There are precious few judicial decisions in this area and the IP licensing guidelines from DOJ/FTC do not really speak to the question. For that reason alone, the Rockstar Bidco venture, in my view, merits a very close look by the U.S. competition agencies. Allowing Google’s mobile phone competitors to do indirectly, with joint patent ownership, what they could not do indirectly, by agreeing not to license to Google, would be an incongruous result. On the other hand, a remedy may be worse than the harm. In standards, for example, it is often the case that antitrust risks are mitigated by requiring the holder of an essential patent to agree to so-called FRAND licensing (fair, reasonable and non-discriminatory terms and conditions). That’s an appropriate remedy where under-inclusiveness is the problem, so long as there’s a market measure for a “fair” license (royalty) price. Where the licensor, as in this instance, is everyone except the licensee, I for one fear there would be no objective way to assess whether license rates were reasonable.

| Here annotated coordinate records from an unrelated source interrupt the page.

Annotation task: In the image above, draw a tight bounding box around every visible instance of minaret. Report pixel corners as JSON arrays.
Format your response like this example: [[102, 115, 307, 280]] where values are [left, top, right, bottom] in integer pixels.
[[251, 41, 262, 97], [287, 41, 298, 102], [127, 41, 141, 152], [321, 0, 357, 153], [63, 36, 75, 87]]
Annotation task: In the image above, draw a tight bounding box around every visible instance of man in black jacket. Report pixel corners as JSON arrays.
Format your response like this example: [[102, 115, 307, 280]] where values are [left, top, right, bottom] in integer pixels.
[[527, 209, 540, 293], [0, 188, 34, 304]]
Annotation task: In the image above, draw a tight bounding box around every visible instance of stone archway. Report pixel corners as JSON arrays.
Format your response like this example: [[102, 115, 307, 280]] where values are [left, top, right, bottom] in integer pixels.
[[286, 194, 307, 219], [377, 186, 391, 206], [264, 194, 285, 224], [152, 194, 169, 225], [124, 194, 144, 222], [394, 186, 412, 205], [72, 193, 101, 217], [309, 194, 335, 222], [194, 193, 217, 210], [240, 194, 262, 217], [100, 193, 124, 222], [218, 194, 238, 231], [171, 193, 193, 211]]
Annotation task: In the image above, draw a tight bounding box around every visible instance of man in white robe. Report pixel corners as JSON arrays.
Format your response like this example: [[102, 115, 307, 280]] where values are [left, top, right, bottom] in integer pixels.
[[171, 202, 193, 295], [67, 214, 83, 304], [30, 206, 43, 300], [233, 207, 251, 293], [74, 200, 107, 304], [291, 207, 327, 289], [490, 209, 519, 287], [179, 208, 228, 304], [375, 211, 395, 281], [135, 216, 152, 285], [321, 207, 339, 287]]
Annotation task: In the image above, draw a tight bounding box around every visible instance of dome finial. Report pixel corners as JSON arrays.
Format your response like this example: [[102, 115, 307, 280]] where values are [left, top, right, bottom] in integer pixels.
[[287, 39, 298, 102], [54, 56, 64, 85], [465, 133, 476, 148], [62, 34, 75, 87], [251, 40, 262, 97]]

The lack of an effective remedy for a competition problem does not, of course, require that the transaction involved be blocked. At the same time, where a problem cannot be fixed, that is a good enforcement policy reason not to allow the structural market conditions giving rise to the issue in the first place. Put another way — a slight modification of an old aphorism — if there’s no remedy, maybe there should be no right. Whether the viability of the Rockstar consortium is decided by outgoing Assistant Attorney General Christine Varney or her September successor, the forthcoming answer should be interesting.